Sara Cosío salió de la escena pública y se desligó de Rafael Caro Quintero cuya vida volvió a ser dirigida por el amor años después, en el penal de Puente Grande. En 2010, conoció a Diana Espinoza Aguilar, quien había sido detenida en 2008, al lado de su expareja sentimental. La vio en la televisión porque la habían coronado reina de belleza de ese centro penitenciario. Se casaron ahí y procrearon un hijo. En 2011, ella obtuvo la libertad. La relación se mantuvo. Diana lo visitó hasta 2013, cuando él logró salir. Acaso, el amor otra vez jugó en contra. En 2016, el Departamento del Tesoro de Estados Unidos publicó en un comunicado que había ubicado a Diana Espinoza como prestanombres de Caro Quintero. Era el tiempo en que él huía.

Antes de los años de cárcel y mucho antes de que Caro Quintero fuera “el Narco de Narcos”, María Elizabeth Elenes fue su esposa. Sin una vida pública notable, ella también fue ubicada por el gobierno estadounidense como una de sus principales cómplices en 2013. Por ello, le intervinieron sus cuentas.

La historia interminable

Óscar Loza Ochoa, el defensor de derechos humanos en Sinaloa, visitó a Rafael Caro Quintero en El Altiplano (en ese momento, de Almoloya) en 1994. “Yo solo le voy a pedir una cosa. Llévenme a Culiacán”, le dijo.

–¿Por qué? –le preguntó el defensor que en ese momento era muy criticado por defender derechos humanos de narcotraficantes sinaloenses.

–Mis hijos están en la edad en que decidirán. Y necesito estar cerca para que no sigan mi camino.

En 2013, los cuatro hijos que Rafael Caro Quintero procreó con María Elizabeth Elenes –Héctor Rafael (ganador de medallas de oro en los Juegos Centroamericanos y del Caribe 2006 en competencias ecuestres) Roxana Elizabeth, Henoch Emilio y Mario Yibrán– fueron considerados por el Departamento del Tesoro de Estados Unidos como personas que servían para el presunto lavado de dinero. Pero en 2021, fueron borrados de esa “lista negra”.

Jorge Luis Montiel explica: “No pueden entenderse los motivos de Caro Quintero sin sus hijos, como no pueden entenderse los de ‘El Chapo’ Guzmán sin los suyos, los ‘chapitos’. La detención del padre significa despejar el territorio para los hijos del ‘Chapo’, pero los propios hermanos Caro Elenes han tomado el control. Entonces, esta es otra generación enfrentada”.

En 1994 Caro Quintero no fue llevado a Culiacán, la capital sinaloense, como quería para desviar los pasos de sus hijos de su camino. No había allá ningún penal de máxima seguridad en donde pudiera ser resguardado. En cambio, seis años después, fue trasladado al de Puente Grande, Jalisco. De ahí salió para ser libre y luego volver a huir.

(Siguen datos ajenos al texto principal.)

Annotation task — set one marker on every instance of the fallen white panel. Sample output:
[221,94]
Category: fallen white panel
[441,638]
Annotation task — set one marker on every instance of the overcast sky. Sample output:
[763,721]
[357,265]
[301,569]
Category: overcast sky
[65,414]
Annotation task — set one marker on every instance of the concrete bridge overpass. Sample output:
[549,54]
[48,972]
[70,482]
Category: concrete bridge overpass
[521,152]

Los esfuerzos de Caro Quintero están concentrados en evitar la extradición que con empeño ha solicitado el gobierno de Estados Unidos. Su nombre de nuevo está en conversaciones en el ámbito diplomático. El pasado 22 de julio, el fiscal general de ese país, Merrick Garland, llamó al canciller mexicano, Marcelo Ebrard, para hablar de esa medida, según informó el Departamento de Justicia estadounidense.

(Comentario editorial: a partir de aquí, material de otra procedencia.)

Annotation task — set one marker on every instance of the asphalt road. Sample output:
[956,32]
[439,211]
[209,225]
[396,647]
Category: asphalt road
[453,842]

De si la DEA participó en su detención en Choix, ahora –como antes– las versiones se desgranan en torno al personaje de Rafael Caro Quintero. El presidente de México, Andrés Manuel López Obrador sostuvo que la aprehensión la realizaron solo elementos de la Marina, pero The Washington Post publicó el 23 de julio que la agencia reclutó a familiares para ubicarlo. De cualquier forma, la traición y el amor volvieron a aparecer juntos.